Confusion reigns in Egypt over Israel's decision to keep its embassy in Cairo empty.
Israel's embassy in Egypt has been closed for over five months and its diplomatic staff have been recalled to Israel.
Egypt is one of two Arab nations, along with Jordan, that retain official diplomatic ties with Israel. Warm relations were established after the 1973 Yom Kippur War and the subsequent Camp David Accord in 1978.
The Israeli ambassador and his staff have not returned to their posts and have resumed their work in Jerusalem.
"Even following these talks, the ambassador has yet to return, and there is no date for the embassy to be reopened," the Egyptian Foreign Ministry told local news source, YNet News.
Why did the embassy close?
Israel is concerned about the security situation in Egypt that deteriorated rapidly after 2013. The nation witnessed a spike in militancy when then Field Marshal Abdel Fattah al Sissi ousted the country's first democratically-elected President, Mohammed Morsi.
According to the official, Israel had set conditions to Egyptian security chiefs for the return of the ambassador. Despite this, the Israeli foreign ministry was not assuaged.
"Israel's conduct regarding the closed embassy is strange and inexplicable to me," an Egyptian foreign ministry official said in the report.
Is Egypt suffering from rising militancy?

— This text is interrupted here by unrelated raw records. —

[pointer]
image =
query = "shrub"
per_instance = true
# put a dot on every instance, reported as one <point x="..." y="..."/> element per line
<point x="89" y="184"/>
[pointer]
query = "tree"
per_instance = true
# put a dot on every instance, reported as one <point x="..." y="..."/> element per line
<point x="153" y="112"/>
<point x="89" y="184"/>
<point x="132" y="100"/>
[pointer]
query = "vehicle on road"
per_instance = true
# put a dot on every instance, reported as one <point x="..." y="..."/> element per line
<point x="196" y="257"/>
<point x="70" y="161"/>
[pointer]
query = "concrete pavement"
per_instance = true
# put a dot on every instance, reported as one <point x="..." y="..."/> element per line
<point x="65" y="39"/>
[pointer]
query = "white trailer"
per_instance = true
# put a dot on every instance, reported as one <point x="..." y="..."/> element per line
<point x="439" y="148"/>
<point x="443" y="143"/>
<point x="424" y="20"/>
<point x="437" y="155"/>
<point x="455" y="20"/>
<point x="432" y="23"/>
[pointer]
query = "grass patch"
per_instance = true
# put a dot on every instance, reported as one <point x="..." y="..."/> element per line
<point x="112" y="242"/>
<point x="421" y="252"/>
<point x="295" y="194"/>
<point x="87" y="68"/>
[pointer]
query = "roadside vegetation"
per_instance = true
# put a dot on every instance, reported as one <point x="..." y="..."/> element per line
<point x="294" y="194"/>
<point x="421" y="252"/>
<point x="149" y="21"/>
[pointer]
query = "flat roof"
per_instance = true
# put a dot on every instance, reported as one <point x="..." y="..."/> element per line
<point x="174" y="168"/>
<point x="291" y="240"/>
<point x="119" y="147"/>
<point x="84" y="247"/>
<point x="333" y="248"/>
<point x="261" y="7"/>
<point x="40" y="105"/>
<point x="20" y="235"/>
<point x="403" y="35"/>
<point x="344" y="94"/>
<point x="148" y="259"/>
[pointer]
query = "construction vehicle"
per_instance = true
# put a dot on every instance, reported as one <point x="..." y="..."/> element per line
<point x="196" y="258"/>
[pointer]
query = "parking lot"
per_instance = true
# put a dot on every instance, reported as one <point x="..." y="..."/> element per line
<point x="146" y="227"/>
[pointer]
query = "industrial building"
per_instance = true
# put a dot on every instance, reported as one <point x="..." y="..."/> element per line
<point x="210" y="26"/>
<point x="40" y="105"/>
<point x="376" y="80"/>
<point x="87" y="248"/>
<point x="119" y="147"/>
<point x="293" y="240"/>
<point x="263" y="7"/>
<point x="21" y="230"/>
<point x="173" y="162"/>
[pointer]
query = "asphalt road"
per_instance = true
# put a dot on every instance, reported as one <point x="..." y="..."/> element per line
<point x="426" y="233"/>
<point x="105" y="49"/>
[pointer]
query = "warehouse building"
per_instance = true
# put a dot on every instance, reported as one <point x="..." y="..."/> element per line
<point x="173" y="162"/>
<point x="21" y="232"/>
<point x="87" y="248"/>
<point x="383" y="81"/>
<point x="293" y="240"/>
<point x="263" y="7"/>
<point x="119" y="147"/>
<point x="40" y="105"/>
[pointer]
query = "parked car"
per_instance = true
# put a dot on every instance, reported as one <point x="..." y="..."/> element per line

Militant offshoots of the Muslim Brotherhood as well as Daesh-affiliated groups based in Sinai have conducted hundreds of attacks in recent years.
Some attacks have targeted military personnel, the police, judiciary as well as civilians as in the recent case of the two church bombings in the Nile Delta city of Tanta and coastal city of Alexandria.
Tel Aviv has not set a return date for its diplomatic staff. Nevertheless, diplomatic channels with Cairo have not been disrupted.
Saudi Arabia, Qatar and the UAE do not recognise Israel officially, maintaining public support of the Palestinian cause. Away from the public eye however, the Gulf states keep close relations with Tel-Aviv.